現在は法律上、船の無人航行が認められていないため、乗組員を支援する操船アシスト機能として観光船、海上タクシーなどに導入しています。今後は離島の定期航路を管轄する自治体や民間企業に採用を働き掛けるとともに、海洋土木工事で使われる作業船や漁業などの水産関連にも拡販していきます。舶用機器メーカーなどに対する技術供与のほか、プレジャーボートの需要が高まる海外への展開も視野に入れています。

―事業を通じて実現したいことは?
―木村さん
 船の運転には海域の知識や経験が必要で、一朝一夕で身に付くものではありません。実際に瀬戸内海では船舶同士の衝突事故につながる恐れのある船の異常接近が多発しています。当社のサービスで安全航行をサポートして〝ヒヤリハット〟を減らし、乗組員の負担軽減、ひいては海運事業者の人材確保・定着にも役立ちたい。車の運転支援システムのように、AI CAPTAINが当たり前のように船に実装される未来を目指します。

―無人航行の実現のめどは?
―木村さん
 28年をめどに船の無人運転に関する国際的なルールが定められる見通しです。それに向けて技術の精度を高めていくと同時に、県と連携して国に規制緩和を呼び掛けていきます。許可が得られれば、25年中をめどに広島県内で無人航行の実証実験を行いたいですね。

「失敗しても良い」
チャレンジ後押しする企業文化

―23年に開いた広島オフィスの業務内容は?
―木村さん 
観光船など事業で船を扱うお客さまにAI CAPTAINを使ってもらい、改善すべき事柄を洗い出して、開発に生かしています。実証実験に協力してくれた同高専の出身者を迎え、現在は2人体制。今後、積極的に採用を行いたいと思っています。

―どんな人材を求めますか?
―木村さん
 海や船が好きな方が良いですが、知識は必須ではありません。ベンチャーなので、自分で考えて能動的に動き、それを楽しめる人が向いています。新しいことを始めるときはうまくいくことの方が少ないため、社員に常々「失敗してもいい」と言っています。トライしてダメだったとしても、やり方がダメだったということが証明できるので価値があります。他者を尊重し、人の意見を否定しない企業文化があります。臆せずにチャレンジしてほしいと思います。

―働きやすさの工夫は?
―木村さん
 社員の声を聞いて随時、社内制度を整えています。現在は、実証実験などで船長を務める場合に支給する「船長手当」などの運用に向けて準備を進めています。

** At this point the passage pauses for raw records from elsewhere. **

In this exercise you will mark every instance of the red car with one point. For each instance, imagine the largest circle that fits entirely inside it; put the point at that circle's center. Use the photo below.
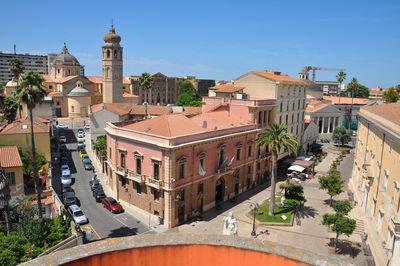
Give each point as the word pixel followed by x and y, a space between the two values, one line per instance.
pixel 112 205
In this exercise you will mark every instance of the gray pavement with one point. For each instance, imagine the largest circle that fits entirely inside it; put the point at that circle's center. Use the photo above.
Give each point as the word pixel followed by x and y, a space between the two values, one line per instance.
pixel 103 223
pixel 310 234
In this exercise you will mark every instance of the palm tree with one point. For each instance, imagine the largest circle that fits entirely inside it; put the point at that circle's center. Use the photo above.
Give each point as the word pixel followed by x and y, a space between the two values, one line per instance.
pixel 146 81
pixel 5 197
pixel 31 91
pixel 276 138
pixel 10 107
pixel 351 88
pixel 341 76
pixel 17 68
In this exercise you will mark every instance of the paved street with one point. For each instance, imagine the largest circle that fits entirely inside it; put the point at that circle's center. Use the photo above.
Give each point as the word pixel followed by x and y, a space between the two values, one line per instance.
pixel 103 223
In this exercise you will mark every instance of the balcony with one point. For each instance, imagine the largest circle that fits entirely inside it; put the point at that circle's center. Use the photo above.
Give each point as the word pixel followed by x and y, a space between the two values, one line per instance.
pixel 223 170
pixel 136 177
pixel 121 171
pixel 152 182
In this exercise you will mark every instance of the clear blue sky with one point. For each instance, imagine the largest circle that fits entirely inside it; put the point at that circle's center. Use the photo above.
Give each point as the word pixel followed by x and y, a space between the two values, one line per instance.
pixel 216 39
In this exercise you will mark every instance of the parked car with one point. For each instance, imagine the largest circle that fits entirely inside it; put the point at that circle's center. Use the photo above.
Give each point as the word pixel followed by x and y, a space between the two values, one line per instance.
pixel 77 214
pixel 69 198
pixel 62 126
pixel 66 177
pixel 81 153
pixel 63 148
pixel 98 194
pixel 112 205
pixel 94 184
pixel 85 158
pixel 66 188
pixel 88 165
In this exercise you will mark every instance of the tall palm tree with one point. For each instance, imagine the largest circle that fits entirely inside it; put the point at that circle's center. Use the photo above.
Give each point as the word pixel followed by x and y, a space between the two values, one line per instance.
pixel 31 91
pixel 17 68
pixel 276 138
pixel 341 76
pixel 351 88
pixel 5 197
pixel 145 81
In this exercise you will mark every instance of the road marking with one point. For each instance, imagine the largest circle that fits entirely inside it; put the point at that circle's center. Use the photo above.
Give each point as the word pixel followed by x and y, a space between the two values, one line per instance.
pixel 89 227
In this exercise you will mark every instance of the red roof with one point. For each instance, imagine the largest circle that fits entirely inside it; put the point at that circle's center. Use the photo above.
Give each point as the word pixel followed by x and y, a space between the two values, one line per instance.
pixel 173 125
pixel 24 126
pixel 345 100
pixel 9 157
pixel 276 77
pixel 227 88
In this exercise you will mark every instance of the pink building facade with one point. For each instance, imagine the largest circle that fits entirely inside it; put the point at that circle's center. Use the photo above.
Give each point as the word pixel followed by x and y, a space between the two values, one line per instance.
pixel 174 167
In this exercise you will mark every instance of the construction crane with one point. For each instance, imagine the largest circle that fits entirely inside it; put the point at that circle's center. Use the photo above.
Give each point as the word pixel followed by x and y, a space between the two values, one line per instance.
pixel 306 69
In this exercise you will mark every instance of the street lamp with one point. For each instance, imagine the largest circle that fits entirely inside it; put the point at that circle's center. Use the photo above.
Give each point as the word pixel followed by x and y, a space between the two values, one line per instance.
pixel 254 207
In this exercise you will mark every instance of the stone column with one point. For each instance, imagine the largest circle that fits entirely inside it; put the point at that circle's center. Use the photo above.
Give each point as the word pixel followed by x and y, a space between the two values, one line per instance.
pixel 329 125
pixel 395 260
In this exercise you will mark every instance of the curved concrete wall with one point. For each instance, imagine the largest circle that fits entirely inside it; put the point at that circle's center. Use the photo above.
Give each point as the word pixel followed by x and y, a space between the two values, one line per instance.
pixel 184 250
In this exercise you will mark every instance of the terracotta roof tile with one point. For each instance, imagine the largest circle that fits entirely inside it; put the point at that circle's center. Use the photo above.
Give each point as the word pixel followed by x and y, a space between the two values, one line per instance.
pixel 276 77
pixel 345 100
pixel 389 111
pixel 173 125
pixel 9 157
pixel 227 88
pixel 24 126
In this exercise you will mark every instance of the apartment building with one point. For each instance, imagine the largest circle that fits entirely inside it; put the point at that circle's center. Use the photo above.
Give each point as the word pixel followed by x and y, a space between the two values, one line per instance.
pixel 174 165
pixel 35 63
pixel 289 93
pixel 376 173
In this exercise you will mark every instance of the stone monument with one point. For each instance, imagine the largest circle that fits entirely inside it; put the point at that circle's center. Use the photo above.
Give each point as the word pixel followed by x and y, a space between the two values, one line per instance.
pixel 230 225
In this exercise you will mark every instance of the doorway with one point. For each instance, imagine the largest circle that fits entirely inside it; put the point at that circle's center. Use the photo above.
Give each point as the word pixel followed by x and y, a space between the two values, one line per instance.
pixel 219 190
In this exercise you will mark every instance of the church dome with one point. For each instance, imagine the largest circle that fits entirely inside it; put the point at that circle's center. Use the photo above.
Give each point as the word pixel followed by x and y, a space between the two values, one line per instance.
pixel 79 91
pixel 66 57
pixel 112 37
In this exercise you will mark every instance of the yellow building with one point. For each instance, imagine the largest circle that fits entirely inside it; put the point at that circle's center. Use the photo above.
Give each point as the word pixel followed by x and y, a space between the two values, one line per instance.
pixel 18 133
pixel 11 162
pixel 376 172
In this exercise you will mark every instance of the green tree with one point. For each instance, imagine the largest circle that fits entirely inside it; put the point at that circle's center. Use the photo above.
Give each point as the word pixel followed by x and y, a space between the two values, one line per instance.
pixel 183 99
pixel 341 135
pixel 145 82
pixel 361 91
pixel 342 207
pixel 276 139
pixel 101 146
pixel 339 224
pixel 31 91
pixel 341 76
pixel 17 68
pixel 391 95
pixel 332 183
pixel 10 108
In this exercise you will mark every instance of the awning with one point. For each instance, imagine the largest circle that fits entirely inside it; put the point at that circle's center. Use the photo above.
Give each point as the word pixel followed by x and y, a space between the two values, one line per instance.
pixel 296 168
pixel 303 163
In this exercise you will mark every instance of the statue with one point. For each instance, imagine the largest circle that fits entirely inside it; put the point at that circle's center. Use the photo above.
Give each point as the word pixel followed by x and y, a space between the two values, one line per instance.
pixel 230 225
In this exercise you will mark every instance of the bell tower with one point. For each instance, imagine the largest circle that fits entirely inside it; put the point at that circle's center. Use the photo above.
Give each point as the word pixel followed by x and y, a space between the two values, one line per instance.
pixel 112 68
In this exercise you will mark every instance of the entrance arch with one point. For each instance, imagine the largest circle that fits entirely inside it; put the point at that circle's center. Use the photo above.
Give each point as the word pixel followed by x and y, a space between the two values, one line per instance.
pixel 219 190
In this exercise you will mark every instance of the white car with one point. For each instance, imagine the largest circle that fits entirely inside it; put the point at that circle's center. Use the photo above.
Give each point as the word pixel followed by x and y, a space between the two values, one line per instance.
pixel 62 126
pixel 77 214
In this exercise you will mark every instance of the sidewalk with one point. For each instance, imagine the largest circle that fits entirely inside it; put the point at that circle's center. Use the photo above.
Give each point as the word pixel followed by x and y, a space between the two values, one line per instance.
pixel 141 216
pixel 310 235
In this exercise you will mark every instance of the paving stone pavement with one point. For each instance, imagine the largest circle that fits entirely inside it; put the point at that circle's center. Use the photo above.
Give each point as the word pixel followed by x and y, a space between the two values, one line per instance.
pixel 311 234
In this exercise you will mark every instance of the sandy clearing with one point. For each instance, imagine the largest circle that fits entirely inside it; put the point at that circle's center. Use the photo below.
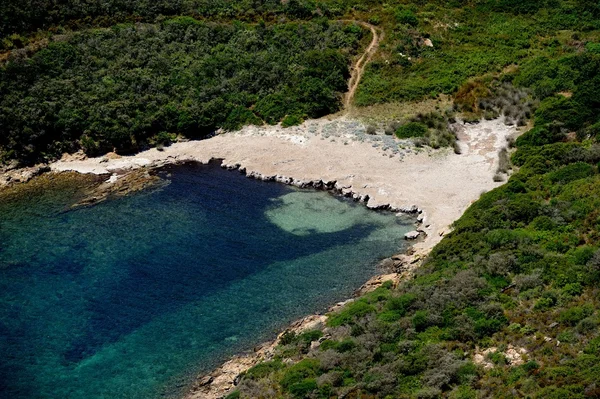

「一人より複数で考えた方が良いアイデアが生まれる」との考えから、チャットツールのスラックなどを使ったコミュニケーションが活発で、月に一度、各拠点をリモートでつないで懇親会なども行っています。

<プロフィール>
株式会社エイトノット 代表取締役 木村裕人さん
1983年生まれ。神奈川県出身。カリフォルニア州立大を卒業後、アップルジャパン、デアゴスティーニ・ジャパンのロボティックス事業責任者などを経て2021年、大阪市に株式会社エイトノットを設立。趣味はマリンスポーツ。東京、広島に拠点。従業員はバイト・役員含め18人。

ライターはこう思った!
さまざまな業界で人手不足が深刻化し、AIや各種ソフトウエアの活用による生産性向上が進められる中、海の分野ではデジタル化が遅れていると聞きます。株式会社エイトノットは24年から観光船など実際のビジネスで使われる船への実装を加速しており、25年内をめどに、おそらく世界初となる完全無人航行の実証実験を県内で行いたいと考えているそうです。経験や勘に頼らず、誰もが安全に船を航行できるようになれば、離島の定期航路だけでなく、物流、水産、海上土木など幅広い分野の人手不足の解決につながるかもしれませんね。